PrometheusExporter exposes counters and histograms that Grafana can scrape directly:

Metric Type Labels
checkllm_evaluations_total Counter metric, status
checkllm_evaluation_duration_seconds Histogram metric
checkllm_judge_cost_usd_total Counter metric, judge
checkllm_judge_tokens_total Counter metric, judge, kind
from checkllm.integrations.prometheus import PrometheusExporter

exporter = PrometheusExporter(port=9464)
exporter.start_http_server()

for result in run_evaluation():
    exporter.record_check(result, judge="gpt-4o")
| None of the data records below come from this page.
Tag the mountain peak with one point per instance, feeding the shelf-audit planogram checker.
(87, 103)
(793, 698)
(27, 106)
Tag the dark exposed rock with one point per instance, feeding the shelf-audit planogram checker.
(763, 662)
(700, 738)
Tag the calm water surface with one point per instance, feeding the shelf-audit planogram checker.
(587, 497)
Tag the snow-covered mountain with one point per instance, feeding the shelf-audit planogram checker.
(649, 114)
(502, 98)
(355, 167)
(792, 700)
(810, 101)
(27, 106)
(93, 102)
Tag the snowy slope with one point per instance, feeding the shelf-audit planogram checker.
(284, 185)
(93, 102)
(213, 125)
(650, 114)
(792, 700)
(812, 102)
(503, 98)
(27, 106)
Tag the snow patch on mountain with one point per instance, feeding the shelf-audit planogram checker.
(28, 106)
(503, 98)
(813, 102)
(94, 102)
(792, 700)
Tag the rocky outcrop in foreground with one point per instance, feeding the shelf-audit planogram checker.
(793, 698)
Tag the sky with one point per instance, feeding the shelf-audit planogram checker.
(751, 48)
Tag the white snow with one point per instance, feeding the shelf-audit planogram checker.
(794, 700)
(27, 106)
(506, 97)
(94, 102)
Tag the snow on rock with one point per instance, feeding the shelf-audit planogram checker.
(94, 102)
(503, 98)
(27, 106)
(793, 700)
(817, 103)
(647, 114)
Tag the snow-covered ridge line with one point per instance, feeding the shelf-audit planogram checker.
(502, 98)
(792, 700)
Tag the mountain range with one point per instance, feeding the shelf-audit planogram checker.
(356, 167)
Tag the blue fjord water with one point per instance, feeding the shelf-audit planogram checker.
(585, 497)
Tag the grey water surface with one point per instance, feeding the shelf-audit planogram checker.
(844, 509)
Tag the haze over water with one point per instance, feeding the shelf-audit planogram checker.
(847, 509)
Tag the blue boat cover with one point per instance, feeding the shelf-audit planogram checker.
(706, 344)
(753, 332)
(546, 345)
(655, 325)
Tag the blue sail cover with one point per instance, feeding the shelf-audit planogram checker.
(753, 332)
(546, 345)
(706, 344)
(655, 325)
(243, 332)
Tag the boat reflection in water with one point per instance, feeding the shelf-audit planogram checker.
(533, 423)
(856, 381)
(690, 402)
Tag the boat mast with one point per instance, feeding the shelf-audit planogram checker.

When embedding inside an existing HTTP app, pass an external registry and call exporter.generate_latest() from your /metrics handler instead of calling start_http_server.

Dashboard cloud sync

Local SQLite history can be shipped to a central collector (custom backend, Grafana Agent, webhook, etc.):

from checkllm.history import RunHistory
from checkllm.integrations.cloud_sync import push_to_remote

history = RunHistory()
result = push_to_remote(
    history,
    url="https://collector.example.com/runs",
    token="secret",
    limit=100,
)
print(result.runs_pushed, result.ok)

Defaults are driven by CHECKLLM_REMOTE_URL and CHECKLLM_REMOTE_TOKEN so CI jobs can opt in without code changes.